I'm having a really hard time with life this morning.
I hate the fact that I have to hide who I am.
I guess I should be thankful that I am not one of what I call the blissfully unaware people.
Those severely mentally ill people who think that they are perfectly normal. No, they are delusional. They think everyone else is sick!
That constitutes in my opinion, at least 98% of mentally ill people.
The other 2% are like myself, completely bat sh!t crazy, but completely aware of my own insanity.
I can blend in with the best of them.. Hence my brother's assumption that I am a tick tock.
I'm only dangerous to myself.
I absolutely hate myself.
Time for my morning walk.
Wish me luck!
No sense hating ones self. Hate only evil,which you are not....
Can you help me with distorted allegory?
Brace yourself for a long read.
Having been denied the walk I had in an earlier life I depend at times on wheels and tires.
We have mastered the wheel. Tires not so much maybe.
I possess seven (?) flat wheelchair tires this day. One flat tractor tire. A soft golf cart tire , and one out of round golf cart tire.

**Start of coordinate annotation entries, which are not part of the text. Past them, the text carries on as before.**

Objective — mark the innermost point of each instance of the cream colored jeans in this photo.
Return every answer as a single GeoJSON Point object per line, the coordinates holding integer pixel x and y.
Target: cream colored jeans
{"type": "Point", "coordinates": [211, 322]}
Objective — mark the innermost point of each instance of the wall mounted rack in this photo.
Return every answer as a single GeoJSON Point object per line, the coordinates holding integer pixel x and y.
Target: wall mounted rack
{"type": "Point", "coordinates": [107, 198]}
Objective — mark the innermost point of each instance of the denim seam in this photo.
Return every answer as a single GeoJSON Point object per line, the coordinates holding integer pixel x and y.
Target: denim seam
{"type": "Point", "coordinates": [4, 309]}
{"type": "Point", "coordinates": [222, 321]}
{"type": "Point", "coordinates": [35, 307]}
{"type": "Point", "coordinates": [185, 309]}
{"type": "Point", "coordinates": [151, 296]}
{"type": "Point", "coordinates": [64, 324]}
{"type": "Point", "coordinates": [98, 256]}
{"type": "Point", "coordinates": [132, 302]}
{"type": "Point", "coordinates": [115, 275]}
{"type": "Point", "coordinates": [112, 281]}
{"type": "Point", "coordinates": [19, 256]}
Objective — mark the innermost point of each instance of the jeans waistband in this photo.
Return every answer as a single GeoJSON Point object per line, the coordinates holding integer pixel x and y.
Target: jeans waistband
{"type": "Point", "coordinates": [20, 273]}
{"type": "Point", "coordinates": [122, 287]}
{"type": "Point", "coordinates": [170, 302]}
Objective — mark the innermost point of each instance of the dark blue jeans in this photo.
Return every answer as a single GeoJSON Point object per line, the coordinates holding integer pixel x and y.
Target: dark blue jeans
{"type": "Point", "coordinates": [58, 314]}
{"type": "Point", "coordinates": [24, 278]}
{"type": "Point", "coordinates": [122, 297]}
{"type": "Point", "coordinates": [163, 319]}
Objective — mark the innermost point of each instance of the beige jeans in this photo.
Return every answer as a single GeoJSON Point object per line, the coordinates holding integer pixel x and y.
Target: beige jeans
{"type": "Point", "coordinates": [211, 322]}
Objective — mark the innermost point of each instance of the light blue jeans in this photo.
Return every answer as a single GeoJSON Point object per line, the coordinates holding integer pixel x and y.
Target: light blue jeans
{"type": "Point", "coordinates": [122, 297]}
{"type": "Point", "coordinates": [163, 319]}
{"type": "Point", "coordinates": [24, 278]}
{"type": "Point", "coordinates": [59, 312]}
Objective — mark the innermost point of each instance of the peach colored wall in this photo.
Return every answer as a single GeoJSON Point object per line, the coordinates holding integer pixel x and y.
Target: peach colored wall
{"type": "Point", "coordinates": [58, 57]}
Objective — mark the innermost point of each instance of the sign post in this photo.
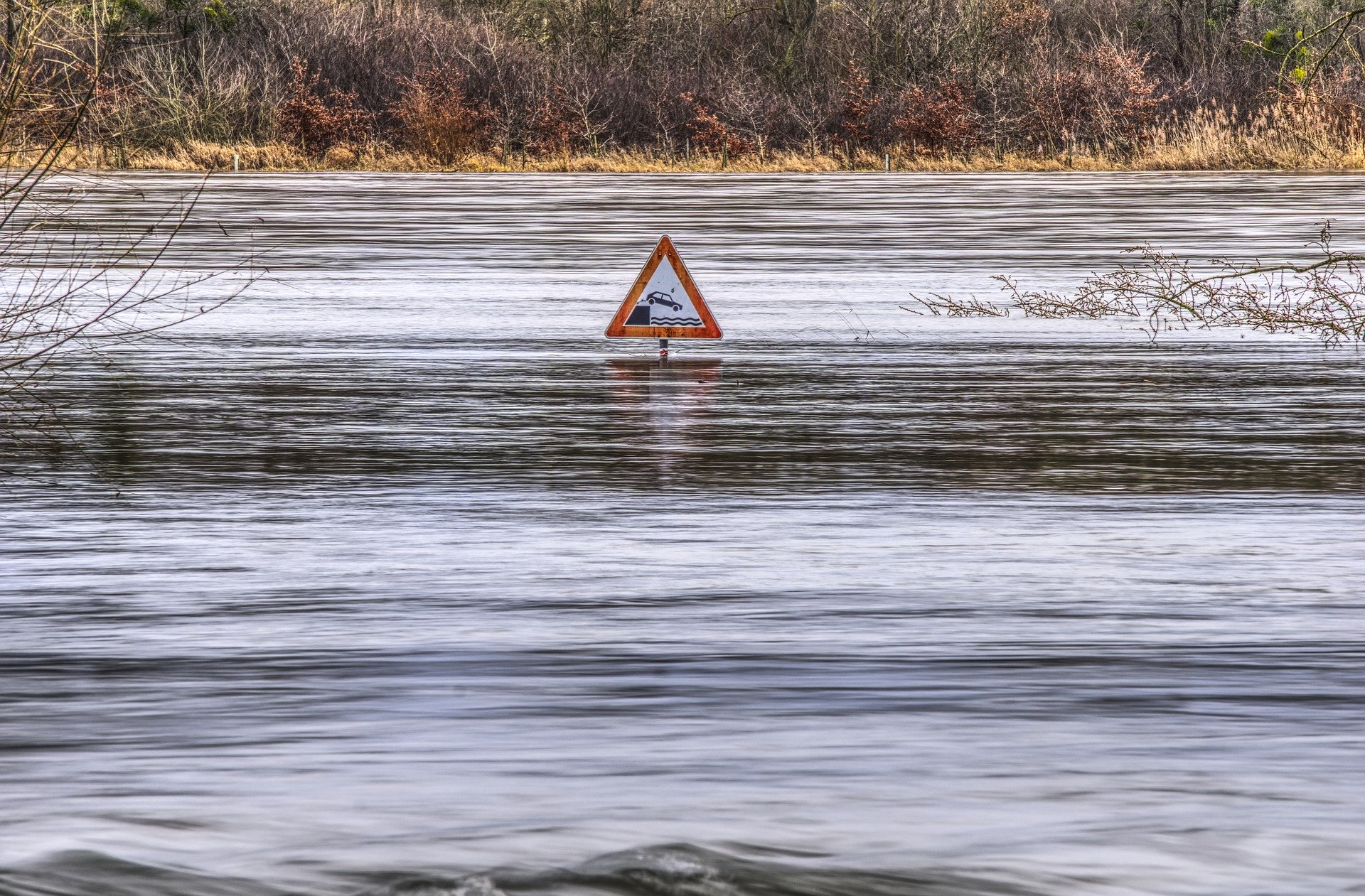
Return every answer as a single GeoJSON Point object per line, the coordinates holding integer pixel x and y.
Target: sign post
{"type": "Point", "coordinates": [664, 303]}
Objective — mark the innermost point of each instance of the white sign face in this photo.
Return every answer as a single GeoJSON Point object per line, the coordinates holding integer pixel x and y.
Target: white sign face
{"type": "Point", "coordinates": [664, 303]}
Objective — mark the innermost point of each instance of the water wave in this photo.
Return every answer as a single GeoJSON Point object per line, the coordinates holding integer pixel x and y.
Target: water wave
{"type": "Point", "coordinates": [664, 870]}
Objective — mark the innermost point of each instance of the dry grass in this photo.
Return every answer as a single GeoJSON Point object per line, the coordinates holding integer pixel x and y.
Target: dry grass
{"type": "Point", "coordinates": [1211, 139]}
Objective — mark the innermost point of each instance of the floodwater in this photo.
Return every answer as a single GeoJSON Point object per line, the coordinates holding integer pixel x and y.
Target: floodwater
{"type": "Point", "coordinates": [395, 577]}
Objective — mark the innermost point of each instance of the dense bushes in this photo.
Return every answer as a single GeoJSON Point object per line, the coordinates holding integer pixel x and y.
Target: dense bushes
{"type": "Point", "coordinates": [545, 77]}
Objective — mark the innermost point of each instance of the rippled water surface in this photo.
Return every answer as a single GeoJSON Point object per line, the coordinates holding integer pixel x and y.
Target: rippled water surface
{"type": "Point", "coordinates": [396, 577]}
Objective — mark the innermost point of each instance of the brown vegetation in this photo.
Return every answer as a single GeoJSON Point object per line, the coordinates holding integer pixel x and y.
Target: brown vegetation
{"type": "Point", "coordinates": [1324, 298]}
{"type": "Point", "coordinates": [933, 84]}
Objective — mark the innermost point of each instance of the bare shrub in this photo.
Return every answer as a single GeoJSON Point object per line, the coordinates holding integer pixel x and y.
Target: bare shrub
{"type": "Point", "coordinates": [856, 102]}
{"type": "Point", "coordinates": [437, 119]}
{"type": "Point", "coordinates": [1324, 298]}
{"type": "Point", "coordinates": [938, 119]}
{"type": "Point", "coordinates": [317, 117]}
{"type": "Point", "coordinates": [710, 134]}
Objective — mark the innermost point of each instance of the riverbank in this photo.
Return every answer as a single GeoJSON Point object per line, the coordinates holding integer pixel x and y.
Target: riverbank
{"type": "Point", "coordinates": [1204, 144]}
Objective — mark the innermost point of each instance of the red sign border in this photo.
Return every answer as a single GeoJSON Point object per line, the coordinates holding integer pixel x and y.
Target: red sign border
{"type": "Point", "coordinates": [665, 250]}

I know enough about inner tubes to curse them. Through trial and error there are the occasional successes with replacing one without pinching it so bad it leaks.
Then pump away. Usually with about a foot long bicycle pump. Other times with a standard pump.
A fairly generous amount of time on a trip to Canada and a thinnest thorn causing a leak with a hundred pound pressure to fill a tire resulted somehow in my not having 40 inch biceps.
So why tubes in wheelchair tires instead of foam filled ones? Are we crazy?
Tried one foam filled set. Not too bad a result. A learning thing perhaps.
One model chair was/is developed through free sourcing (a marvelous concept worthy of embracing for general inventiveness to benefit less fortunate folk) that is designed for third world countries where service of chairs is not common.
Thus standard bicycle tires are used. And the accursed tubes. Yet standard bearings found mostly worldwide . A sound concept.
My experience with a bike shop once one was located at a distance (yes , still Michigan) was looked forward to as the solution. The clouds parted , a beam of sunlight illuminated the shop and a heavenly chorus harmonized on a single note......
Then I went inside.
Sat on the floor and watched a fellow wage battle with tubes. When instructed to inflate them to a hundred pounds he cringed and insisted such was not a good idea with such narrow tire beads. My pointing out the tires themselves indicated such did not encourage him so, I later used the tiny pump as usual.
Want to roll? Then expect to pump. Till you(I) learn how to fill with foam ,or acquire and install inserts. But it is do-able. Right?
Now to the allegory of sorts.
My brains files are in cabinets on wheels , with tubed tires. Only room for one cabinet in front of my minds eye.
The flustered little guy in charge of files has to wheel the current cabinet into the closet , and then wheel out the cabinet with the current desired topic/thought in it.
When a cabinet is called up and has a flat tire the little guy in charge who now we find through our hearing has a kind of off color gregorian chant going on as he pumps is not amused.
About the time he has the cabinet ready to roll , another two have been called up.
Now his chant is more off color and he either pulls the last called for cabinet after shoving the one he "fixed" back into the closet , or shoves it in front of the "eye",or the most recent called for one has a flat tire too and he kicks it and goes out for coffee.
How do we fix those flat tires in my mind that create wheel chocks in front of forward thinking momentum?
And what about the flustered little guy running the show who's method of coping when things are rushed in an inefficient operation (in his opinion) is going out for coffee?